Identification of Distinct Long COVID Clinical Phenotypes Through Cluster Analysis of Self-Reported Symptoms

Collaborators, Affiliations

Identification of Distinct Long COVID Clinical Phenotypes Through Cluster Analysis of Self-Reported Symptoms

Grace Kenny et al. Open Forum Infect Dis. .

Abstract

Background: We aimed to describe the clinical presentation of individuals presenting with prolonged recovery from coronavirus disease 2019 (COVID-19), known as long COVID.

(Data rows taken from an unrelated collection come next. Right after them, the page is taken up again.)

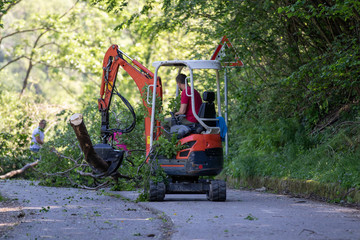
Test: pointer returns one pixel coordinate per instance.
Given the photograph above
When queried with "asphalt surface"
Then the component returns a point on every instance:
(68, 213)
(245, 215)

Methods: This was an analysis within a multicenter, prospective cohort study of individuals with a confirmed diagnosis of COVID-19 and persistent symptoms >4 weeks from onset of acute symptoms. We performed a multiple correspondence analysis (MCA) on the most common self-reported symptoms and hierarchical clustering on the results of the MCA to identify symptom clusters.

Results: Two hundred thirty-three individuals were included in the analysis; the median age of the cohort was 43 (interquartile range [IQR], 36-54) years, 74% were women, and 77.3% reported a mild initial illness. MCA and hierarchical clustering revealed 3 clusters. Cluster 1 had predominantly pain symptoms with a higher proportion of joint pain, myalgia, and headache; cluster 2 had a preponderance of cardiovascular symptoms with prominent chest pain, shortness of breath, and palpitations; and cluster 3 had significantly fewer symptoms than the other clusters (2 [IQR, 2-3] symptoms per individual in cluster 3 vs 6 [IQR, 5-7] and 4 [IQR, 3-5] in clusters 1 and 2, respectively; P < .001). Clusters 1 and 2 had greater functional impairment, demonstrated by significantly longer work absence, higher dyspnea scores, and lower scores in SF-36 domains of general health, physical functioning, and role limitation due to physical functioning and social functioning.

Conclusions: Clusters of symptoms are evident in long COVID patients that are associated with functional impairments and may point to distinct underlying pathophysiologic mechanisms of disease.

Keywords: 2; 2 infection; CoV; SARS; long COVID; post–acute sequelae of SARS.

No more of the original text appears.